Trouble is the poxy thing wont work properly, about an hour after I set it up it bubbled fine for about half a day then just stopped. I thought maybe it had gone too cold so I sat it on a covered hot water bottle - nothing. I thought maybe some more yeast would help so I cleaned it out, doubled the yeast and bicarb and it bubbled slightly for about 1/2hour. I checked the seals, all were fine. I checked for pipe blockages - there were none.

Can anyone tell me why this thing wont work???????


----------



## AndyT. (Jun 28, 2006)

Okay, someone smarter than I may step in and correct me - and please do so if I am wrong but...

DIY CO2 may not have enough pressure to push CO2 through a ceramic diffuser. It may only be pushing through when the pressure builds high enough to do so. Because DIY CO2 production is not uniform, perhaps the pressure is not continuous? So you don't get a steady flow?
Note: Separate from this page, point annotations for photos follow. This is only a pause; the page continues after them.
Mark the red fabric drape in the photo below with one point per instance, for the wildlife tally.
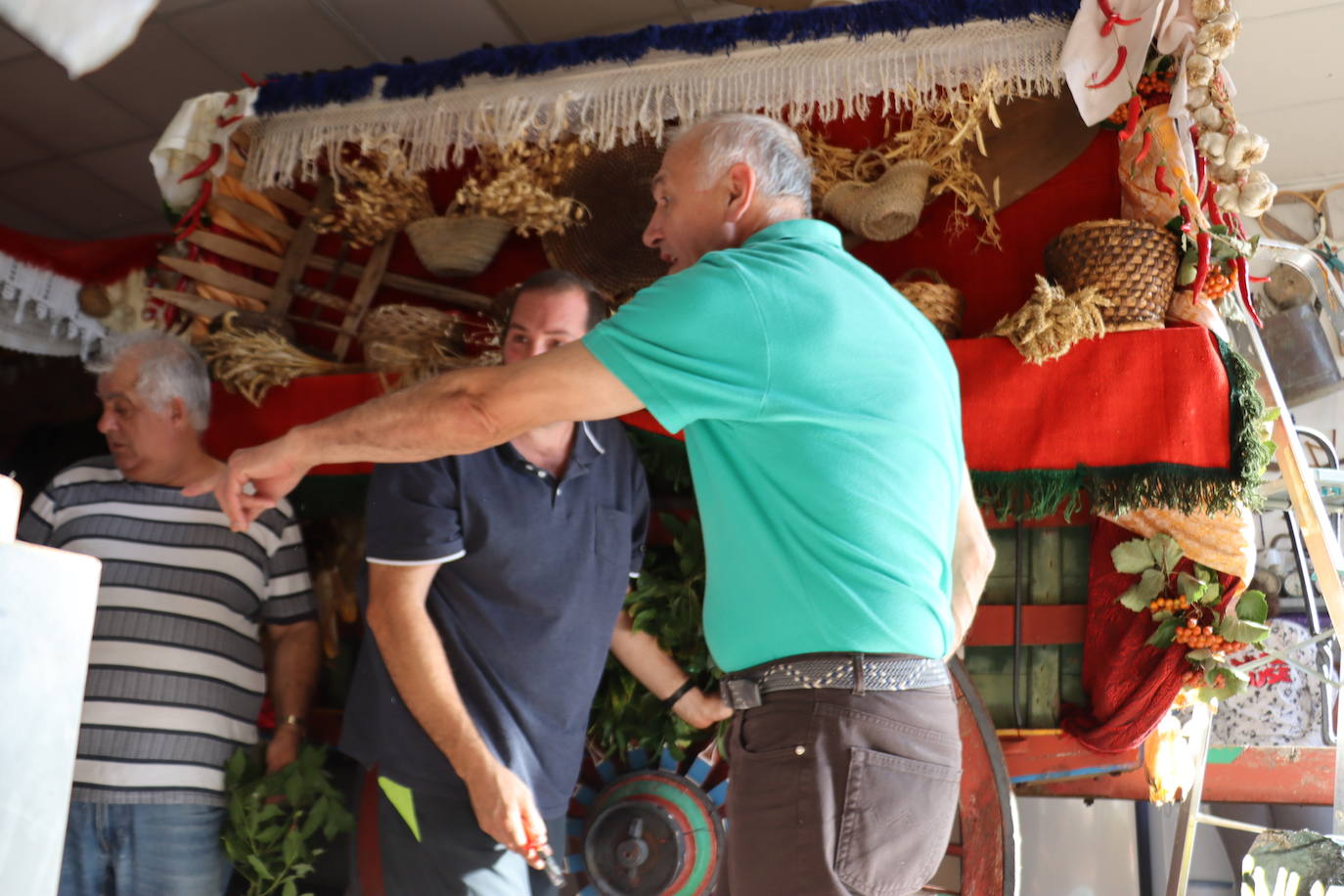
(1131, 686)
(104, 261)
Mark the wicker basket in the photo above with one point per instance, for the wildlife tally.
(457, 246)
(1131, 262)
(935, 299)
(884, 209)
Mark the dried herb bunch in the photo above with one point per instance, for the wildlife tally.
(378, 195)
(938, 133)
(516, 184)
(252, 360)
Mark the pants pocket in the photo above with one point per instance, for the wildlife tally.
(895, 823)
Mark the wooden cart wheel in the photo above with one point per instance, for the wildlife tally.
(983, 857)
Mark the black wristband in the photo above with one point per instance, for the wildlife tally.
(676, 694)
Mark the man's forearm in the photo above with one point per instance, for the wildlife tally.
(414, 657)
(294, 666)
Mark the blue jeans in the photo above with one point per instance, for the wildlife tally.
(135, 849)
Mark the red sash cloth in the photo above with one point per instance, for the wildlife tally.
(103, 261)
(1127, 399)
(234, 424)
(1131, 684)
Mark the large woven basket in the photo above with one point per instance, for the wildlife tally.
(1131, 262)
(935, 299)
(457, 246)
(884, 209)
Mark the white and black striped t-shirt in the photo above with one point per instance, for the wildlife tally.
(175, 668)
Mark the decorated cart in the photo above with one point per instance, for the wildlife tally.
(1066, 182)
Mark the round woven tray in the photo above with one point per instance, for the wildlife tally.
(937, 301)
(1131, 262)
(457, 246)
(609, 247)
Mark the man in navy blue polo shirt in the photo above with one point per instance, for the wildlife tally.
(496, 582)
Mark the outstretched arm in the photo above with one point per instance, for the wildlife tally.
(972, 559)
(455, 413)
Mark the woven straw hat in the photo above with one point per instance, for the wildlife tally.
(607, 248)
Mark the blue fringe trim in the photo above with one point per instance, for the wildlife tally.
(308, 90)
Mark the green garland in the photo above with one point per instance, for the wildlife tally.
(1034, 495)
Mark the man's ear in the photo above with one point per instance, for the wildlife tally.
(742, 184)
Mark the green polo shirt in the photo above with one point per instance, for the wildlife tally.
(823, 424)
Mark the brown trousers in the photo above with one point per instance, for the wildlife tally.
(839, 792)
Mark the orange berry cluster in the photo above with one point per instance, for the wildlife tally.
(1217, 285)
(1195, 636)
If I am wrong, please jump in and correct me. I'd like to learn on this one too.


----------



## bigstick120 (Mar 8, 2005)

It dose take some pressure to push CO2 through a cermic disks. This added pressure could also be causing a leak in one of you lines that you arent detection. Check all of you connections with Windex or soapy water. You may have to scrap the diffusor and do with a ladder. If you pull the diffusor off are there bubbles comming out of the tube?


----------



## jeffk (Apr 14, 2006)

Yea check for bubbles coming straight out the tube.

I have used a glass diffusor with DIY co2 before with good results [this was more then one 2 liter bottle though], and it took some time for enough pressure to build up for a continuous stream of bubbles to come out.


----------



## werner (Jul 6, 2006)

Check the expiry date on your yeast too.


----------



## eklikewhoa (Jul 24, 2006)

i did a diy setup for an eight spiral diffuser and i had to use two 2liters to overcome the pressure of the ceramic disk. with all that pressure i had a small leak at the cap of one of my bottles.


----------



## MatPat (Mar 22, 2004)

Try swapping the disc out for an airstone and see if that alleviates your problem. If so, you may want to look into either using the airstone or getting a couple of the Sweetwater Fine Pore Diffusors from Aquatic Eco Systems.


----------